I'm not going to show you what I'm wearing right now. (I can only upload images on my laptop) But I'll tell you by word, I'll edit this post later.

Star Hairpin
Shearling Coat 
Worn-out Jeans
Barefoot

*EDIT:* I now have the image up. Here it is!


----------



## LillyofVadness (Dec 12, 2017)

Not gonna post a screenshot lol but:
-Santa Hat
-Folk shirt
-Santa skirt
-Brown glasses
-Snow boots
-Black stockings


----------



## Twisterheart (Dec 12, 2017)

- yellow ribbon
- shearling coat
- worn out jeans
- white stockings
- shearling boots


----------



## jenikinz (Dec 12, 2017)

Those are so cute, I change my outfit every few days.  I will try to get a screen shot but I have on the dark polka skirt, black tights, hiking boots, zipper shirt, and yellow ribbon.


----------



## The Pennifer (Dec 12, 2017)

I love these leggings and Twinkle Tank ... and look, Antonio likes the same colour scheme ... ahh   Anteater love!


----------



## tolisamarie (Dec 12, 2017)

I wear my twinkle dress with star shades, star pin, black stockings and black loafers.


----------



## That Marshal Fangirl (Dec 12, 2017)

Well I'm gonna change back into my Santa outfit after this, but this is one of my favorites: Straw Boater, Sweater Dress, Black Stockings, and Shearling Boots.


----------



## xSuperMario64x (Dec 12, 2017)

Level 59 holy crap
I'm still level 16 lmao

My player is just wearing the rainbow baseball cap, cherry shirt, and tiny shades.

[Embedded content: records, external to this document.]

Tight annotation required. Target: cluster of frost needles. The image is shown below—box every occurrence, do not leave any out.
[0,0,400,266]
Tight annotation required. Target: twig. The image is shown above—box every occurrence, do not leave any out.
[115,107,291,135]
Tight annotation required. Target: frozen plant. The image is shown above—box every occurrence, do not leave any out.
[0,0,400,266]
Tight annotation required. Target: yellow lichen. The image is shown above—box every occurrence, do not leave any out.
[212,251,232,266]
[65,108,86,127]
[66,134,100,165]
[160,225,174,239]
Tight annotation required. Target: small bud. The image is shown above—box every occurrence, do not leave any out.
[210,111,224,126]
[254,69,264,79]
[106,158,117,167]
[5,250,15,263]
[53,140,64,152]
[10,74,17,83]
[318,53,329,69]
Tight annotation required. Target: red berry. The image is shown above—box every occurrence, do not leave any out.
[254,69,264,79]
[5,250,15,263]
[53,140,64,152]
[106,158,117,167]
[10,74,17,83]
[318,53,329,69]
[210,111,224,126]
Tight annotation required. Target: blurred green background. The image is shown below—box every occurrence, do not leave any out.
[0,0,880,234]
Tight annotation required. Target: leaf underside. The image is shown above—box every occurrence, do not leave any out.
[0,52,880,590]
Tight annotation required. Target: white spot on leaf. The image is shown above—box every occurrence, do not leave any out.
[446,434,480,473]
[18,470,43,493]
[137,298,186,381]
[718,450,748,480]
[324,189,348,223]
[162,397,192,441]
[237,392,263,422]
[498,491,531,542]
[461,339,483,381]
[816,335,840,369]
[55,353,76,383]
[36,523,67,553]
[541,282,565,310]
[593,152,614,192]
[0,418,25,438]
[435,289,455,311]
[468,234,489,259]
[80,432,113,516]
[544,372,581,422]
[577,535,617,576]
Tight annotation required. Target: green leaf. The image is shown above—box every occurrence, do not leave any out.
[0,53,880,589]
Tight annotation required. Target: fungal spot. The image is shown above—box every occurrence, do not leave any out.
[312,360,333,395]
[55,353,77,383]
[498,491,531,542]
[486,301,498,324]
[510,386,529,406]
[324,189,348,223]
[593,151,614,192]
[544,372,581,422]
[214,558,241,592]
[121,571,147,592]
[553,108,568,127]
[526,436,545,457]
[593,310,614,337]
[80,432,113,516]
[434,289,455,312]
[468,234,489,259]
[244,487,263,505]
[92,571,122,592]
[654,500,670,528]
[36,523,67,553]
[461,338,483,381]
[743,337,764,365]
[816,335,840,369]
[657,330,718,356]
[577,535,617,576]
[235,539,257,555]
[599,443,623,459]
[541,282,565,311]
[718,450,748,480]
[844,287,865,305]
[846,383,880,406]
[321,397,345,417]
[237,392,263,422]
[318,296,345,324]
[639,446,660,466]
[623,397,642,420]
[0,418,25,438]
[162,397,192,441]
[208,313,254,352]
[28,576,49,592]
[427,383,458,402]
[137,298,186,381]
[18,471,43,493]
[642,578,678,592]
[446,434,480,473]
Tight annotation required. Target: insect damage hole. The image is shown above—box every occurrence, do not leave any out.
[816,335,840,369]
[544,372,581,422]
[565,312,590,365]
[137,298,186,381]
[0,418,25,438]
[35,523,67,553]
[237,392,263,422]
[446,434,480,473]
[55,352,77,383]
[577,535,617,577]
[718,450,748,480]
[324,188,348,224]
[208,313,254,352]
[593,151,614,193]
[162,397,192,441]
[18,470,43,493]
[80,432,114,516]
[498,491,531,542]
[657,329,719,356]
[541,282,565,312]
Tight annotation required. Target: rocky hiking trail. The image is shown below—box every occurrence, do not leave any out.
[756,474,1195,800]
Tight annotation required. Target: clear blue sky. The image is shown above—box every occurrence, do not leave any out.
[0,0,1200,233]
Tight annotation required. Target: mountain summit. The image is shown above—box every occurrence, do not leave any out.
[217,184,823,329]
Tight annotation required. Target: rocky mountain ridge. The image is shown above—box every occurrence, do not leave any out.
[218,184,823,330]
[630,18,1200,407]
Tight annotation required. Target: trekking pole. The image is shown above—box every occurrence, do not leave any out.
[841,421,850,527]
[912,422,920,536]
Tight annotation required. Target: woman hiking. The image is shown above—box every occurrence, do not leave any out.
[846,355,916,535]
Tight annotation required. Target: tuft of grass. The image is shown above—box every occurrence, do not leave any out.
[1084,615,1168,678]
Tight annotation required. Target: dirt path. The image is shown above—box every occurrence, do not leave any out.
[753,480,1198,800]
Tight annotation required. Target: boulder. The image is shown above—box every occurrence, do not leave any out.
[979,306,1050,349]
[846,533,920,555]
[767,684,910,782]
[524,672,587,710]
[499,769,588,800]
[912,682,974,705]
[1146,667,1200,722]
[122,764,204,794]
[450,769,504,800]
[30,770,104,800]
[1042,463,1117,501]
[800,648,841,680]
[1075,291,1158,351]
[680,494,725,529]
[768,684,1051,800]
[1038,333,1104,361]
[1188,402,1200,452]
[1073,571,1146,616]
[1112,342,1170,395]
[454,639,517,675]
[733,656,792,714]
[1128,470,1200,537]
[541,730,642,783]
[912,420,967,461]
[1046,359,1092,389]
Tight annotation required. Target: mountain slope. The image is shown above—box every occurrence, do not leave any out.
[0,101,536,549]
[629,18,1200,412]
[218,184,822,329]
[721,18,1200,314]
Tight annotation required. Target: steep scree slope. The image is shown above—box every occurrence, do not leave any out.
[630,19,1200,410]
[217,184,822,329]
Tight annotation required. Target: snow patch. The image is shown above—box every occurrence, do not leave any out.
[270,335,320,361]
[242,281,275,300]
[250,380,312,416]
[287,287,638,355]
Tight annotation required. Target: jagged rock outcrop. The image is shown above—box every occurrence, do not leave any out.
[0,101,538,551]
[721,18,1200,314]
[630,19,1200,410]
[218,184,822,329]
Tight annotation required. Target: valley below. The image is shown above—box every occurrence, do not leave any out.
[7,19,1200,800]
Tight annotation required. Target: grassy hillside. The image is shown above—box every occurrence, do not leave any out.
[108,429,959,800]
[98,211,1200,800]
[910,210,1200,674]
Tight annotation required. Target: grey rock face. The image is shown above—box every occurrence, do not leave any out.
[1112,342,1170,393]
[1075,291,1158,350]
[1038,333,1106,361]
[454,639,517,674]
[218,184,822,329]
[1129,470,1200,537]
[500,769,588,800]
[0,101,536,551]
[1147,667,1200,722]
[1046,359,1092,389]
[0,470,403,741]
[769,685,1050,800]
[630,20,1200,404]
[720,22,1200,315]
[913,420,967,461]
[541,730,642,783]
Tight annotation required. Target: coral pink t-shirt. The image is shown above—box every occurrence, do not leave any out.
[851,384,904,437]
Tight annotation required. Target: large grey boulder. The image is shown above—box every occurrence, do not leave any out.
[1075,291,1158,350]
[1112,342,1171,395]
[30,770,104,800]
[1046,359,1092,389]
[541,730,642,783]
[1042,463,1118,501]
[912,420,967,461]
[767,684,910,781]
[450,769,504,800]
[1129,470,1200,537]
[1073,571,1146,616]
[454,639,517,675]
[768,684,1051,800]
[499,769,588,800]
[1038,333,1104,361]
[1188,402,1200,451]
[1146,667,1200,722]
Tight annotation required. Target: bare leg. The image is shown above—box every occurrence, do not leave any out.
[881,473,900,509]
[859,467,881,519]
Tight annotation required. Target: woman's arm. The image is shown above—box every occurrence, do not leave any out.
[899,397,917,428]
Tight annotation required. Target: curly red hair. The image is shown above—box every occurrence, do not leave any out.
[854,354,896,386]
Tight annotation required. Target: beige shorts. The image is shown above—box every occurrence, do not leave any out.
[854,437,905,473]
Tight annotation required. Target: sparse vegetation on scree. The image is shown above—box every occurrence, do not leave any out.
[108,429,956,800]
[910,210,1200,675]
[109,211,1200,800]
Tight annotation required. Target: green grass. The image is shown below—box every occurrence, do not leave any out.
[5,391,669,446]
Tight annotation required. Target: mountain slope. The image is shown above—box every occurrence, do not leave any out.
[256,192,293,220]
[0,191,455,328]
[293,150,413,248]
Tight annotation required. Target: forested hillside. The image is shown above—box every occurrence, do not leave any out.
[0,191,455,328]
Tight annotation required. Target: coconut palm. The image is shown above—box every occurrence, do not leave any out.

He's not wearing any pants or shoes. 

He's my flower child :,)


----------



## Licorice (Dec 12, 2017)




----------



## valyria (Dec 12, 2017)

i really want the sweater dress but i'm loving my current outfit


----------



## quinnetmoi (Dec 13, 2017)

I'm wearing most of the santa outfit (because in two weeks I no longer will!) but instead of the skirt or pants, my character is wearing grunge pants. c:

also, I only ever seem to find repeat items from the able sisters! so my inventory of clothes is pretty limited at the moment.


----------



## squidpops (Dec 13, 2017)

Santa hat, blue flannel shirt, pleather pants, hiking boots


----------



## Shele (Dec 13, 2017)




----------



## TykiButterfree (Dec 13, 2017)

Able sisters tend to keep offering me the same few items so I don't have much different clothes in this game. I like this outfit though.


----------



## deSPIRIA (Dec 13, 2017)

straw boater
sweater dress
white stockings
shearling boots


----------



## BunnyHunny (Dec 13, 2017)




----------



## tolisamarie (Dec 13, 2017)

This outfit needs the Elegant Hat!


----------



## Gloomyreaper (Dec 14, 2017)

Despite my limited clothing choices *glares at the able sisters * I think this is alright for now.


----------



## Soigne (Dec 14, 2017)

- canary shirt
- worn out jeans
- shearling boots


----------



## yurimei (Dec 14, 2017)

I want the ducky mask!!


----------



## Angel-Rae (Dec 14, 2017)




----------



## jenikinz (Dec 15, 2017)

I changed my outfit and hair again:


----------



## The Pennifer (Dec 15, 2017)

This is my latest look ... itsa me! Lol


----------



## KaydeeKrunk (Dec 16, 2017)

Oh man, I change my outfit so often, as well as my hairstyle and face, so I don't even remember what I'm wearing now. XD


----------



## The Pennifer (Dec 16, 2017)

Now, look what I?m wearing!! If only I could climb into it! this is truly a The Pennifer kind of car! Almost as good as my real life little Austin Mini Cooper!


----------